GEARED UP: Danny Warshay is president of G-Form, a maker of "extreme" athletic- and electronic-protection equipment. The company started out making equipment for cyclists but is now getting into military gear.
Be careful where you leave your iPad at G-Form’s Davol Square Providence office.
The maker of “extreme” athletic and electronic, protective equipment, known for pounding the delicate tablets with bowling balls and dropping them from planes, is always looking for novel and ever-more-elaborate ways to prove how much punishment its products can take.
“The torture test implies that if it can sustain a crash from 1,300 feet, then it can definitely sustain everyday use,” said G-Form President Danny Warshay, referring to a recent stunt where two iPad’s clad in G-Form sleeves emerged unscathed after being dropped by skydivers. “We have done more boring videos that demonstrate the efficacy of the product, but people like to see things dropped and smashed.”

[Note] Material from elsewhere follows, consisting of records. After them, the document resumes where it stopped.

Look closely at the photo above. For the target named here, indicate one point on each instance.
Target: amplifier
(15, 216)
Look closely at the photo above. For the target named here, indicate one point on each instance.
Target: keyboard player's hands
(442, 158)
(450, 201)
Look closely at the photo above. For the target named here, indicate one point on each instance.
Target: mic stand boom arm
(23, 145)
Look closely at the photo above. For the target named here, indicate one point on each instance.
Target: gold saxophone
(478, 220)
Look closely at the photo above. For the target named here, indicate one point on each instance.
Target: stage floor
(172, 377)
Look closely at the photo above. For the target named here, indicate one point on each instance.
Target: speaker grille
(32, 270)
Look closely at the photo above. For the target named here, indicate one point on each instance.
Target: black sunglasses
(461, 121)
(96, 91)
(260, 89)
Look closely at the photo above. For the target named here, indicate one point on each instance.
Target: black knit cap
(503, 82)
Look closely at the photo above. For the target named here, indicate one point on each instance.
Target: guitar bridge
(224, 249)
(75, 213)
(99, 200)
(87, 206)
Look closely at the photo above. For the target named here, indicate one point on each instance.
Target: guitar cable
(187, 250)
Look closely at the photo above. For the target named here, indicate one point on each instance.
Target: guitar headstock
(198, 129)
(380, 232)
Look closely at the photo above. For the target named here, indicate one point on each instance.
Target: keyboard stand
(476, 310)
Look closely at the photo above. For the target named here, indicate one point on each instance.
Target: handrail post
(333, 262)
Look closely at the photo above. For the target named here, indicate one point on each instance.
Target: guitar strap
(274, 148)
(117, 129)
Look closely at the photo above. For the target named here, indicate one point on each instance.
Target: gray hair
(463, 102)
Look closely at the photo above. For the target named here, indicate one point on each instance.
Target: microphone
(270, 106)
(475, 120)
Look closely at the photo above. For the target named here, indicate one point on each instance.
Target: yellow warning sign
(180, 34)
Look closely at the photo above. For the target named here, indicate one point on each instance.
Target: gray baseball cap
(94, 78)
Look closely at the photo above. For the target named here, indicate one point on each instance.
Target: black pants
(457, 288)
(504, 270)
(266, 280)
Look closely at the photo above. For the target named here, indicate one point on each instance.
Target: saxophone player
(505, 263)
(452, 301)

Since the company’s founding in the fall of 2010, G-Form’s ability to mix new-media savvy with old-school publicity stunts has brought viral interest in what it’s doing, or at least what it’s going to try to destroy next.
Now G-Form, which started out making equipment for cyclists before moving to consumer electronics, is turning its hardening-upon-impact technology to military gear.
“We’re growing extremely rapidly,” said Warshay, who declined to discuss annual sales figures. “We now have a network of 25 distributors who are selling throughout the world.”
The technology at the heart of G-Form’s sleeves and pads is a chemical with “anti-Newtonian” properties that make it soft and pliable until it receives a sudden impact, at which point it instantly hardens.
G-Form founders, who also work at PolyWorks Inc. in North Smithfield, a company that specializes in using polymers and gels, realized they were able to work with the material in a number of interesting ways.
“The chemical had been used in industrial applications for years, but they were able to mold this particular material in a way that had never been done before – that was the genesis of it,” Warshay said.
Company founders with a mutual interest in cycling, including CEO Daniel Wyner, an inventor who had worked with textiles for NASA, got together with plans for making padding for bicycle seats.
They soon realized that the material might best be utilized for collision protection and began making a range of equipment, including elbow, knee, shin, foot and seat pads.